Paulo Sérgio Pinheiro

Em consequência das gravíssimas desigualdades econômicas e sociais que caracterizam o amplíssimo hiato, quase sem rupturas faz séculos, entre as classes dominantes e a maioria da população, hoje no Brasil está vigente um regime de apartheid dos pobres. Este regime quase não necessita de leis porque está firmemente consolidado na prática de uma sociedade hierarquizada que se manifesta por uma cultura autoritária sui generis, dissimulada por uma ideologia de conciliação. Mas alguns grupos mais do que outros nesses contingentes estão submetidos à discriminação e à violência ilegal, como os negros e as mulheres, além das crianças.

É justamente nesse contexto que a proposta de introdução da pena de morte na legislação penal brasileira deve ser avaliada: o estado de criminalidade e da violência no Brasil; quem são as vítimas da violência no Brasil; quais os remédios judiciais disponíveis. A justificativa simplista apresentada pelos defensores da pena de morte, que encontra largo respaldo por parte da população é que a pena de morte seria um instrumento válido para lutar contra a criminalidade e a violência ilegal. Ao contrário dessas expectativas, como aqui veremos, a pena de morte, sem solucionar nenhum dos problemas que a população quer ver resolvidos, contribuiria para agravar ainda o arbítrio contra a população pobre e sua insegurança. 

Criminalidade e violência

Para entendermos a violência que se abate sobre esses contingentes específicos da população, devemos lembrar que o Brasil tem uma das mais altas taxas de homicídios do mundo. Toda vez que se discute a pena de morte ou a violência, essa manifestação da violência ganha relevo. Mas é preciso ir além dos clichês sobre a criminalidade violenta e examinar com mais precisão o perfil dos criminosos e das vítimas.

Se forem levados em conta os estudos sobre a criminalidade em algumas metrópoles brasileiras, como Belo Horizonte, Rio de Janeiro e São Paulo – na falta de dados oficiais e confiáveis para a totalidade do país – é possível constatar que as percepções da população em relação ao aumento da criminalidade violenta de certa maneira parecem estar próximas dos fatos.

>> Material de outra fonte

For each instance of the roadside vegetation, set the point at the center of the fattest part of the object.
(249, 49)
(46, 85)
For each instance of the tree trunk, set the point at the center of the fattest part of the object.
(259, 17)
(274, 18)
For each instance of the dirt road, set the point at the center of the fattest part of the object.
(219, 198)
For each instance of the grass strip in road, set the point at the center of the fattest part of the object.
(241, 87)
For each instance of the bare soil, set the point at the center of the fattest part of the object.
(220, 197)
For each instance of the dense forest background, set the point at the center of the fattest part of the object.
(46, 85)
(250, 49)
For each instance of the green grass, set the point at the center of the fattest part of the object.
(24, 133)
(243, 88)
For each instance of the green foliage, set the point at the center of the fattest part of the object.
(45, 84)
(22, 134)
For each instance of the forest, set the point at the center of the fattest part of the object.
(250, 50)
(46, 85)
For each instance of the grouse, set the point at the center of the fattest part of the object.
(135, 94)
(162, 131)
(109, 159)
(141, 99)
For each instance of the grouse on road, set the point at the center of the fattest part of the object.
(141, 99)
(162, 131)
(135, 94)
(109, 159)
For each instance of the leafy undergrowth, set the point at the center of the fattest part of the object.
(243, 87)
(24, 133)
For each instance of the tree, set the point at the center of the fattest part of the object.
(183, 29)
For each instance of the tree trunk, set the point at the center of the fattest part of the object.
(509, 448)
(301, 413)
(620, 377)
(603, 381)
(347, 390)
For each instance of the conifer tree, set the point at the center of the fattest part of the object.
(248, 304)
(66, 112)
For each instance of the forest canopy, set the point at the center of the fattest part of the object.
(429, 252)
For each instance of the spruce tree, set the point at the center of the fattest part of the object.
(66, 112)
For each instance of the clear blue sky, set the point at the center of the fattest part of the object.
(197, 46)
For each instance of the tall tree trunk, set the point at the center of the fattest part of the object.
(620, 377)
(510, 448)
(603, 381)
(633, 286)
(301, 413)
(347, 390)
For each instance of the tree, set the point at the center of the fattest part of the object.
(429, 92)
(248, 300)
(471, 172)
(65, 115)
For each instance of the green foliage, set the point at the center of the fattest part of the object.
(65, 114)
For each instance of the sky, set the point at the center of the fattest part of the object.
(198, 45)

Com efeito, a chamada “criminalidade urbana e organizada” naquelas três cidades, tem crescido se forem considerados os índices e tráfico de drogas. A participação dos crimes violentos (assaltos, homicídios dolosos, estrupos, latrocínios, sequestros) na cidade de São Paulo, por exemplo, cresceu de 20% em 1981 para 30% em 1987. No entanto, esse crescimento é menor do que o aumento demográfico da população.

Os autores desses delitos são recrutados de preferência entre grupos de trabalhadores urbanos de baixos salários. Quanto à carreira da delinquência, os dados disponíveis mostram uma larga contribuição dos crimes contra o patrimônio. Desde 1983, os roubos passaram a representar na cidade de São Paulo cerca de 50% do total de ocorrências. Enfim, o perfil da população delinquente nas grandes cidades poderia ser descrito aproximadamente como constituído de cidadãos do sexo masculino, solteiros, com baixo grau de instrução, jovens, com alguma ocupação declarada. Trata-se de um perfil muito próximo do perfil das vítimas em potencial: a maioria das vítimas é recrutada em grupos idênticos (sobretudo nos casos de homicídios dolosos, de modo geral as ocorrências envolvem pessoas conhecidas ou que mantinham algum tipo de relacionamento). Esses grupos estão localizados nos contingentes da população de mais baixa renda: as principais vítimas da violência são exatamente os alvos preferenciais do arbítrio e da discriminação. Não estamos dizendo que os pobres são as classes criminosas, mas que o sistema repressivo e judicial criminaliza preferencialmente os pobres e que as vítimas dos crimes violentos – ao contrário das imagens das classes dominantes e médias sob cerco do crime – são majoritariamente pobres. Essa população pobre, de mais de cem milhões de habitantes, em consequência da violência e do arbítrio está relegada a um virtual “regime de exceção” onde a segurança e as garantias constitucionais inexistem. 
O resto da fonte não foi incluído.